Most AI demos look impressive—until you ask a simple question:

“Would this actually work inside a real mobile app, on a real device, for a real user?”

I’ll walk through how I built a fully on-device intent classifier using a Small Language Model (SLM), why smaller models behave very differently than large ones, and what actually breaks when you try to ship this in production.


In most retail or marketplace apps, intent is inferred after the user does something: 

  • They browse → we react 

  • They abandon checkout → we send an email 

  • They search → we show results 


But the most valuable moment is much earlier. The search box. 

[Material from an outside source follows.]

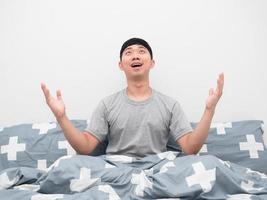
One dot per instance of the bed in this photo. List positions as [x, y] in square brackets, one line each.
[36, 162]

Traditional approaches solve this with: 

  • Keyword rules 

  • Regex 

  • Hard-coded taxonomies 


It does a really good job, don't get me wrong. But it can be much more powerful than this.  


What is the Idea?


Recently, a TV I bought from Amazon had a problem on shipping. Amazon’s support is great but finding it isn’t.


To get help, I had to:

- Open my orders

- Find the purchase

- Navigate multiple screens

- Finally reach support after several clicks


As a user, I already knew what I wanted: help. But the app treated me like a shopper.

I want to solve that problem. I wanted something that: 

  • Understands meaning, not keywords 

  • Runs fully on the device 

  • Responds in under a second 

  • Is deterministic enough for UX flows 


The idea is simple:

Upgrade the search box with a local Small Language Model.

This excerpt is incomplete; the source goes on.